If the powers that be think the outflow of people and capital from Illinois is a joke — if they snicker “good riddance” as the moving vans roll down the freeways — then let them. But the rest of us have a duty to stand and fight in the civic sense: to defend our communities, our police, our neighborhoods, and our constitutional order.
We have already removed two of the worst offenders — Tim Evans and Kim Foxx. That’s progress. But the work isn’t done. Pritzker, Johnson, Boss Toni Preckwinkle, Chewy Garcia’s mini-me, and the rest of the political cartel must also face judgment at the ballot box.
A city worth saving
Leaving should be the last resort. Chicago is our home. The sensible center must reclaim it — not with bullets, but with ballots and relentless civic engagement. We can still restore law and order without surrendering our humanity.

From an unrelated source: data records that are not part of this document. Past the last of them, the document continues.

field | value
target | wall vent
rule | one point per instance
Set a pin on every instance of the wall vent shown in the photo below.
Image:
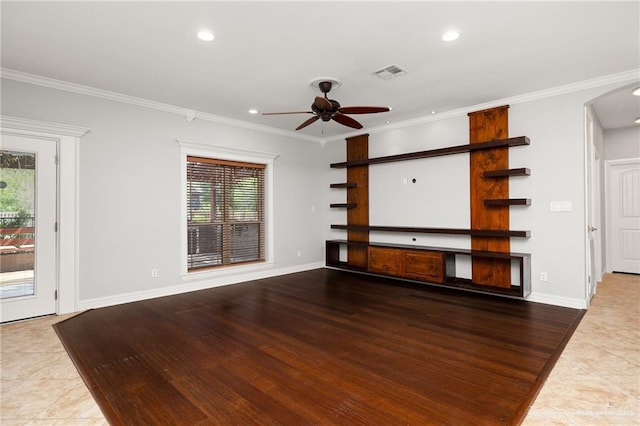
(389, 72)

The federal government will do what it must to protect its officers and enforce its laws. But the moral duty to rebuild our civic culture belongs to us. Chicago can be saved — but only if enough of us decide to stay, speak out, and vote the scoundrels who would defile and destroy her out on their ears.
That’s the challenge before us. For those of us who still believe in reason over rage, it’s almost a sacred calling.
This city is not America anymore. Those of us who remain loyal to our country must steer our civic ship back toward the course of common sense before it runs aground on the shoals of socialist secession, toward the sensible center, guided by the North Star of truth as best we can discern it. And right now, that starlight shines on one thing loud and clear: Enough is enough.
Those of us who remain sane must put the inmates who are running amok on the streets and in the halls of power of the madhouse that Chicago has become back where they belong — in political exile.